On Tue, Nov 27, 2018 at 4:32 PM Taylor R Campbell <
address@hidden> wrote:
Stepping back a moment from file systems and on-disk vs in-memory
caches, can you summarize the usage model of this?
Here's some of the relevant operations that I want to be able to do,
illustrated with how a C system would do it (which obviously we don't
have to mimic but which serves as a conceptual reference that has seen
plenty of practical use) and how we do it currently in MIT Scheme
(which obviously we don't have to keep). How would I do each of
these? If this question doesn't make sense, what are the operations
that you have in mind instead of these?
1. Install a library somewhere, either in some system-wide sense or in
for use in a specific project.
(For a C system, this typically means putting its .h files in
/usr/local/include and its .so files /usr/local/lib, or
/home/riastradh/project/obj/destdir.amd64/usr/include and
/home/risatradh/project/obj/destdir.amd64/usr/lib.
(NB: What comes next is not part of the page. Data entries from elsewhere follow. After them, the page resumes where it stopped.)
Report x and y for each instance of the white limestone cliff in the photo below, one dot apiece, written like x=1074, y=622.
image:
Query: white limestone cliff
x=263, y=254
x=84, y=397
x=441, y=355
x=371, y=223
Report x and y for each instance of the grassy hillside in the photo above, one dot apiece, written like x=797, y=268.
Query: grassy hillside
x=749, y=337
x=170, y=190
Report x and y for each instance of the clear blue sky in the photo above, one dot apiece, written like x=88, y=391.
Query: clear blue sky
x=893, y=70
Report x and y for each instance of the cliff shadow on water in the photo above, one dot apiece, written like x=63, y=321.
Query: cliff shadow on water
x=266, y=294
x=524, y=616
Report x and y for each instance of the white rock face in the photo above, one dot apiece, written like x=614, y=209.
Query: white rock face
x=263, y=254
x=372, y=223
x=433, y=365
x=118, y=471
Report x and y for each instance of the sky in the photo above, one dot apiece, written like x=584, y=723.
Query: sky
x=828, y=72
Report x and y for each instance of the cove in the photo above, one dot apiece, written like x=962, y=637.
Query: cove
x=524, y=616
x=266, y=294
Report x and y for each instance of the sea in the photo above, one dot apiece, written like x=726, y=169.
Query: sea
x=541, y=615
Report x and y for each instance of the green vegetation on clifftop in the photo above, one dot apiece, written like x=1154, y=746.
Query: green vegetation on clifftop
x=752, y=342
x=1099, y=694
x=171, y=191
For MIT Scheme we dump stuff ad hoc in
/usr/local/lib/mit-scheme-$ARCH.)
In the new model you put the libraries anywhere you like, then register them using find-scheme-libraries. Obviously putting them in a single directory makes the registration easy.
For "system" libraries, of which there are none at the moment, I expect they'll be installed somewhere in the /usr/local/lib/mit-scheme-XXX tree and registered during install.
It would be easy to extend this by having some predefined locations that are automatically registered at some appropriate time (e.g. startup time or time of first library operation).
The critical part that I'm trying to preserve is that the location of a library need not be tied to its name. In addition, due to the way that compiled libraries are stored, it's easy to write a program that collects a set of libraries and stores them in a single file. This could be helpful when distributing a group of related libraries, and could be extended to do static linking.
2. Build/link/expand/analyze a program that draws from a set of
libraries I installed somewhere.
(For a C system, the compiler or static analyzer looks in
/usr/include for .h files, and the linker in /usr/lib for .so
files, or in /home/riastradh/project/obj/destdir.amd64/... if I
specify -I/-L or --sysroot.
For MIT Scheme we load libraries in /usr/local/lib/mit-scheme-$ARCH
for their macro definitions, but only if (a) we load them by
pathname or (b) they are named in optiondb.scm which we don't have
any formal mechanism to update.)
The libraries, once registered, will be loaded on demand. For some uses loading isn't necessary, since registration stores the imports/exports in the library database.
Of course loading requires a complete tree of library dependencies; if all the dependencies are available and well-formed, then the loader will load all of them in order. Otherwise an exception will be thrown before any loading happens.
3. Run a program I built that uses the libraries it was built with.
(For a C system that uses libfoo, the loader looks in /usr/lib for
libfoo.so, and maybe /usr/local/lib or /opt/local/lib if I
specified -R at build-time or if I use the debugging hack
LD_LIBRARY_PATH at runtime.
For MIT Scheme we load libraries in /usr/local/lib/mit-scheme-$ARCH
but only if (a) we load them by pathname or (b) they are named in
optiondb.scm which we don't have any formal mechanism to update.)
Running a compiled program requires loading the libraries it depends on. If they aren't registered, this will fail. So the libraries need to be registered independently at both times if program is run in a different instance than the one that was used to compile. This does allow the library locations to differ between the two times, however, as would happen when building a distribution.
There's no guarantee that the library loaded at run time will be identical to the one loaded at compile time. Probably there should be a theory of versioning to fix that, but at the moment I'm trying to make something basic that works.
Alternatively, it's possible to statically link a program with its libraries (except the standard ones, which are built in), simplifying the problem.